The only objective for a first date is to get to know someone and hopefully have fun. But, you can’t get to know someone if you’re doing all the talking and none of the listening. If your date is shy, ask questions that can’t be answered with a yes or no to encourage them to share. Asking questions and attentively listening to the answers shows your date you are genuinely interested.
On your initial meeting with a prospective new client, take a few minutes to get to know them personally. Make a point to remember any details they share for future reference. If they are considering a move to you from a competitor, find out what needs are not being met and consider how you can (and must) be better. If the client is new to hiring a business like yours, ask them if they have any questions about the process.
Go into a first date or meeting prepared with some questions you would like to ask and a few topics for discussion. Should the conversation not flow well in the beginning, you won’t have to struggle to find things to talk about. After your date or meeting, follow up with a mention of their favorite sports team, refer to their pet by name, or forward an article on a topic that you discussed. Connecting on a personal level, regardless of the outcome, shows sincerity. If communication is key to a good relationship, asking questions and listening early on is a great way to start.
Don’t talk about your exes.
This bit of advice is shared ad nauseum, yet more often than not people nervously ramble about an ex on a first date. No one wants to hear their date talk about past relationships when you’re there to see if the two of you are compatible. If you speak highly of your ex, you may make your date feel insecure, and if you trash your ex, your date will wonder if you will speak of them the same way should things not work out. Either way, talking about an ex is not a very mature or respectful thing to do, and if you’re on a date, you’re both single now so look toward the future.
In business, it’s a bit different. You certainly don’t want to say anything disparaging about a past client to a prospective client for the same reasons. But, as a general rule, it’s also best not to say negative things about clients at all. Sure, we all have had clients that make us nuts, and griping to co-workers can be a way to blow off steam. Don’t make a habit of complaining about a client or joking about them at their expense even if they’ll never know. Consider, too, how difficult it is to shift from complaining about one client to sounding gracious and engaged when another client calls.

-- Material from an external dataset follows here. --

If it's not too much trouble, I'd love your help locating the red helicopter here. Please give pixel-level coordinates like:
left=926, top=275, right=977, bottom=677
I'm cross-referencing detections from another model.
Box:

Always maintain a culture of appreciating your clients at the workplace. Without them you wouldn’t be in business.
Also, keep in mind clients may have varying expectations of privacy. While one client might love you mentioning them by name and how their daughter just got into an Ivy League school, another might see that as a gross breach of confidentiality no matter what business you’re in. Certainly, there are times when referencing a client is helpful in providing solutions to others, but speak in hypotheticals without revealing names and personal details. As you build relationships with clients, make sure they know whatever they share with you remains confidential.
Put away your phone.
Have you ever been on a date with someone who spent half the time on their phone? Did you think to yourself, “Why am I even here?” Or, are you the person who can’t do anything without their phone in their hand at all times and feel compelled to check text messages, emails, and social media accounts incessantly? When you are on a date put your phone away. Your phone is a wall. No one can get to know you when you’re staring down at your screen, and you certainly can’t get to know anyone if your attention is divided.
When you meet with a prospective new client, make sure your phone is off and not within reach to avoid picking it up out of habit. If you’re in your office, it’s also a good idea to turn off your computer’s monitor so you can’t be distracted by any emails or messages that might pop up. Keeping your phone away and monitor off allows you to give your prospective client your full attention, indicating to them you value their time and want their business.
The possibility of a new relationship, personal or business, can be an exciting time and the beginning of something great. Give yourself the best chance at success by being optimistic, engaging, present, and attentive.